The local Fast Moving Consumer Goods (FMCG) industry has reached a point of saturation, leaving little space for expansion and limited prospects of profitability from new store openings. For many industry players, a viable alternative would be to grow market share internally, by harnessing growth of sales, improving product range and lowering prices.
It emerged on Thursday last week that this is the route the Sefalana Holdings Group Limited has decided to take, at the launch of the company’s revamped brand identity. Sefalana, which boasts of various operations in trading, manufacturing, motors and property, last week revealed that all its divisions will adopt the new brand identity.

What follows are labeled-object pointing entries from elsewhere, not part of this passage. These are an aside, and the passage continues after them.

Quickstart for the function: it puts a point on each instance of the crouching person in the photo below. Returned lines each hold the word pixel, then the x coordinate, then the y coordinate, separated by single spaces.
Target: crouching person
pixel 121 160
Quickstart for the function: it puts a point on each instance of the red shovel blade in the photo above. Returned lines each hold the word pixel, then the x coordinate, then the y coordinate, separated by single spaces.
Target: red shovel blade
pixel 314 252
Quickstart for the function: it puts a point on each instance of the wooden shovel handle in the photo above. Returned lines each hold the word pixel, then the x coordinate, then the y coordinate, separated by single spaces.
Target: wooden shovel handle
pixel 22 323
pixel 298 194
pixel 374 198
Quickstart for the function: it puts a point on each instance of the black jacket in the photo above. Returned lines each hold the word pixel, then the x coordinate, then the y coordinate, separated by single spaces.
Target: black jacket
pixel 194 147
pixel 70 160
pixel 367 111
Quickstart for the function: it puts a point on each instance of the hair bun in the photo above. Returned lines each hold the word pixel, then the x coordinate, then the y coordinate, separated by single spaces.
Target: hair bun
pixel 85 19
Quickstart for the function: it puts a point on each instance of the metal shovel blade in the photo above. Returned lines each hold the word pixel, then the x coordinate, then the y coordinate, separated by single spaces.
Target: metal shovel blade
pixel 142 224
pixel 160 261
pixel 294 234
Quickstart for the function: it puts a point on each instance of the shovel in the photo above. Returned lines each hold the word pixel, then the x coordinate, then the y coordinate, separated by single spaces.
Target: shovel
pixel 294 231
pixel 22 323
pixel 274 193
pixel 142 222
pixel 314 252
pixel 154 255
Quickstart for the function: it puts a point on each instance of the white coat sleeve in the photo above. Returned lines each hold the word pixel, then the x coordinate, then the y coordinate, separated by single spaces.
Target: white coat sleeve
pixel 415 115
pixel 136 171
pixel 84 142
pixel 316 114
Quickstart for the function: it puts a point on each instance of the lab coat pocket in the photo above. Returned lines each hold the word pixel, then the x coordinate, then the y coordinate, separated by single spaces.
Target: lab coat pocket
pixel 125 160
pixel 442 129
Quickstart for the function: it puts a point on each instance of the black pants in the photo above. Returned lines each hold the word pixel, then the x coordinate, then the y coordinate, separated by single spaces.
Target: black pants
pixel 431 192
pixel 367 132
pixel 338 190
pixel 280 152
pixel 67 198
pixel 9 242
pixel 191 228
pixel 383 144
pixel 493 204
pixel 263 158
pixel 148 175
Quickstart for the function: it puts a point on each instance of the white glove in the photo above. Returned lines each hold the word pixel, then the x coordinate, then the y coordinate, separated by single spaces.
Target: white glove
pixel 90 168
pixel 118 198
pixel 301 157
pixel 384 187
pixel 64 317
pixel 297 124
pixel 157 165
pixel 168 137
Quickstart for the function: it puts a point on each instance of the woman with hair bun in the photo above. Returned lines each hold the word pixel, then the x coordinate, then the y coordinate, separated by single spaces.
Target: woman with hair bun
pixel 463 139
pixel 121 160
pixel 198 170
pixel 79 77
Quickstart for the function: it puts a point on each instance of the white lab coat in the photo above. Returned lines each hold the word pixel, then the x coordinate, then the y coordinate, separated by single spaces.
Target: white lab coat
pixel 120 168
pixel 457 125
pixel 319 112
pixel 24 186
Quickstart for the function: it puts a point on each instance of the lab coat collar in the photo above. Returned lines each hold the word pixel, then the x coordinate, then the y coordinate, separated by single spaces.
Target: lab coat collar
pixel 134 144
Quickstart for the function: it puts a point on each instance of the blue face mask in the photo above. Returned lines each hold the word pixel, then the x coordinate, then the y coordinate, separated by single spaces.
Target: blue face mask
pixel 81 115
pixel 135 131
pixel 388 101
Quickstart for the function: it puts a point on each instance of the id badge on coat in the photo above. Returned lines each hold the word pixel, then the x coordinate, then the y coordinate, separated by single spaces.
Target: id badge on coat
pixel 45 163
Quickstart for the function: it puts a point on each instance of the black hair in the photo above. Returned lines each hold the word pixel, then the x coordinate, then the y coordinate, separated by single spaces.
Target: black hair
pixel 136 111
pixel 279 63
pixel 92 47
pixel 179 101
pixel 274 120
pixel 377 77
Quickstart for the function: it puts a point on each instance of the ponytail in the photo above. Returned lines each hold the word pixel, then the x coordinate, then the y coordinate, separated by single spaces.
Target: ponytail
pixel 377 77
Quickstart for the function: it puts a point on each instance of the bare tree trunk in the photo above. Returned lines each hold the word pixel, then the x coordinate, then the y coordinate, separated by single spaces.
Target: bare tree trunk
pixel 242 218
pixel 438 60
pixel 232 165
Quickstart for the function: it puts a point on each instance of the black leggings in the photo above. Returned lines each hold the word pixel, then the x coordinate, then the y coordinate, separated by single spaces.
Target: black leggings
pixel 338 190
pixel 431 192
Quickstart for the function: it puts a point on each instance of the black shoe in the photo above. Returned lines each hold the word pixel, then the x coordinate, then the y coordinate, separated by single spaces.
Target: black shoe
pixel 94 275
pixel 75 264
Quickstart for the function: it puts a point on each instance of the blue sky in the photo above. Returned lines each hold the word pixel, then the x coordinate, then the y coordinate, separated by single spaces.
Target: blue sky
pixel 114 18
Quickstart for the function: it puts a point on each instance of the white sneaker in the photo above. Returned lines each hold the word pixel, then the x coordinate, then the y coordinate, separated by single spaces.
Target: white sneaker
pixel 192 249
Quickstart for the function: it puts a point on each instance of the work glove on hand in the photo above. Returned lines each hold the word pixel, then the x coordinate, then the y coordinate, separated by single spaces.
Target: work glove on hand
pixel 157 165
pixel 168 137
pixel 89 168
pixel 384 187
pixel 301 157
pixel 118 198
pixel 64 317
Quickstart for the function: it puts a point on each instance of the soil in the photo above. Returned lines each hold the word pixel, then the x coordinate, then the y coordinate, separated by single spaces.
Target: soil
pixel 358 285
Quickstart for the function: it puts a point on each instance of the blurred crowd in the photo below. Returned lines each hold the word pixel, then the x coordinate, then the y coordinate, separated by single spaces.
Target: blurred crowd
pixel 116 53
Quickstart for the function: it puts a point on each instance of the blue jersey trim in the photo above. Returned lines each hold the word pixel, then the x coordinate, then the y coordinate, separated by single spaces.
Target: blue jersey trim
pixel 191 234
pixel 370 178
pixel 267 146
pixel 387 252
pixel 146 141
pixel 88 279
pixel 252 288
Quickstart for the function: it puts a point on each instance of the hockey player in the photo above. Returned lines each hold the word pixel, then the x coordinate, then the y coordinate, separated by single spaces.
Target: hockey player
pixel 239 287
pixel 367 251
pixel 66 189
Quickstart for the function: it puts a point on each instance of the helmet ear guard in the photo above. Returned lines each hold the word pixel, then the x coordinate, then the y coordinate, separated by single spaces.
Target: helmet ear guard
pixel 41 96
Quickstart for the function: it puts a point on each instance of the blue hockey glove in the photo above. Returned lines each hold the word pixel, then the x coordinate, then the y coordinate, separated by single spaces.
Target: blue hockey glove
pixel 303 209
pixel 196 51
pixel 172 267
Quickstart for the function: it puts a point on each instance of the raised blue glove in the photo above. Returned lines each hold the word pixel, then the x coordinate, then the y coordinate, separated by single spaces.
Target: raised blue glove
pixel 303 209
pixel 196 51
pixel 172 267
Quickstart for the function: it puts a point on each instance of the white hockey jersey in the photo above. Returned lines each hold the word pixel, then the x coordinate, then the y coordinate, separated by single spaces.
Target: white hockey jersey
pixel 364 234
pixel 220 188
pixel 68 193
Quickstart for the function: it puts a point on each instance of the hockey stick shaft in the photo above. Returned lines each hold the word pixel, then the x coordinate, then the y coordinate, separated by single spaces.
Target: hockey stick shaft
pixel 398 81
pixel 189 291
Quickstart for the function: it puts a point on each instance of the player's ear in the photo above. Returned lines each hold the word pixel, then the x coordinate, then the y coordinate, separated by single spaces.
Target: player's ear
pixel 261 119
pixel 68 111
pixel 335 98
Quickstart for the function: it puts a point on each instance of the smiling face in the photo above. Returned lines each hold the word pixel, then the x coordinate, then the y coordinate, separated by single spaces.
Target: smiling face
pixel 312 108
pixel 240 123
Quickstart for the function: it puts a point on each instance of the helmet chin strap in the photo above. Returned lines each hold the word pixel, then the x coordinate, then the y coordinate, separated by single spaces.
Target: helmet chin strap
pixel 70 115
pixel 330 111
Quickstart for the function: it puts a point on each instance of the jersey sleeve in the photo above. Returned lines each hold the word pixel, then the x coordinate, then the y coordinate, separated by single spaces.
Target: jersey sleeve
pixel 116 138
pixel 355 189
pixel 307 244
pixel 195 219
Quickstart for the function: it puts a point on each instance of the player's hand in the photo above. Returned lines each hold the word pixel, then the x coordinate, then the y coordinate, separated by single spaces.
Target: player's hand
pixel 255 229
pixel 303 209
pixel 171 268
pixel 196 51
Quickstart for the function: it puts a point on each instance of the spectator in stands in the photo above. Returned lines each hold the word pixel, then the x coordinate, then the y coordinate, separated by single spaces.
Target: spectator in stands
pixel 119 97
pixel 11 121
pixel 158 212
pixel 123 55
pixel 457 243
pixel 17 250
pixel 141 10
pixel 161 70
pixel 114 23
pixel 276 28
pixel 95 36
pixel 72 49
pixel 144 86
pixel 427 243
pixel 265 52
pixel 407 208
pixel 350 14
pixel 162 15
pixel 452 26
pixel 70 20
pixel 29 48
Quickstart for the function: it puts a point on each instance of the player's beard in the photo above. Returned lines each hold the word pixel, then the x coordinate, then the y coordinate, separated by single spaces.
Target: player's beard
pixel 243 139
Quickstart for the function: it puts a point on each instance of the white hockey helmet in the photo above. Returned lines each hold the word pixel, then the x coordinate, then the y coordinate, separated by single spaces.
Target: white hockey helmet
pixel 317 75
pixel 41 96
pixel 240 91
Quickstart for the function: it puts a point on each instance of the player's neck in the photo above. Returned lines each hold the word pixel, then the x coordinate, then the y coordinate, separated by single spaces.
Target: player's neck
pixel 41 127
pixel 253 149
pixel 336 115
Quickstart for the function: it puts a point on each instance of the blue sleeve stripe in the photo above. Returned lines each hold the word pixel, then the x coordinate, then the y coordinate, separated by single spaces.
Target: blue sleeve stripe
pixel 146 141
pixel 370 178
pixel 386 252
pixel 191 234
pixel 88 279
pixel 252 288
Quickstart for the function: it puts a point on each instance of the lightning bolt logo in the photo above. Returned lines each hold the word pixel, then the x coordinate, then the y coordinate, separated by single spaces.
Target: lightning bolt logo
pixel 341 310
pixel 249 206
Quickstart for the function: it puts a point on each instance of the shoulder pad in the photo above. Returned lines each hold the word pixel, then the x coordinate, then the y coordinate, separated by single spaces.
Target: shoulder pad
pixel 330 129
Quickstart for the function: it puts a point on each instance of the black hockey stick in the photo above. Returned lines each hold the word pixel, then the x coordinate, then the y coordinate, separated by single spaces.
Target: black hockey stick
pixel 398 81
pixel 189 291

Explaining the motivation behind the change, Finance Director Mohamed Osman said the fragmented identities of the various divisions made it difficult for the Group to leverage on the strength of its strong and successful brand that was built over the last 40 years of its existence. Osman added that the accelerated growth of Sefalana’s operations over the years led to its various divisions having isolated and polarised identities. The Group has backtracked from its earlier commitment to opening four new stores every year after realizing that it needs to take a measured approach to expansion in a market that has reached maximized point. Sefalana presently boasts of a total of 52 stores countrywide.
“We will open a new store just because we can, it must be profitable to do so,” said Osman.
He further said the availability of suitable sites for new store openings is an important and viable consideration, of which the local market does not demonstrate. Growth will therefore come from increasing the Group’s market share, particularly within its FMCG division. The fresh new look is expected to not only remind but also make customers look at the brand with a sense of renewed energy and excitement.
Sefalana intends to position itself as a better alternative against other retail players in the industry, with emphasis in competitive pricing, given that the market it targets is a price sensitive market. The Group will also extend the range of its in-house “A Star” brand to increase overall product range in stores. An example of a new product that Sefalana will introduce in the next month or two is the fizzy drinks. The changes are in essence anticipated to improve customer satisfaction through better delivery service.
The Group also introduced its new catchphrase, “your basket of opportunities,” which is associated with the re-invented identity and speaks to the benefits and value that will be added to all the people who interact with Sefalana. The rebranding is estimated to have cost P5-6 million, which according to Osman is approximately equivalent to the cost of opening a new store. The roll out of the new brand into the different divisions is expected to be completed within nine months. The new look will however not be taken up by the 12 stores that Sefalana acquired in Namibia as they will retain the name under which they were bought.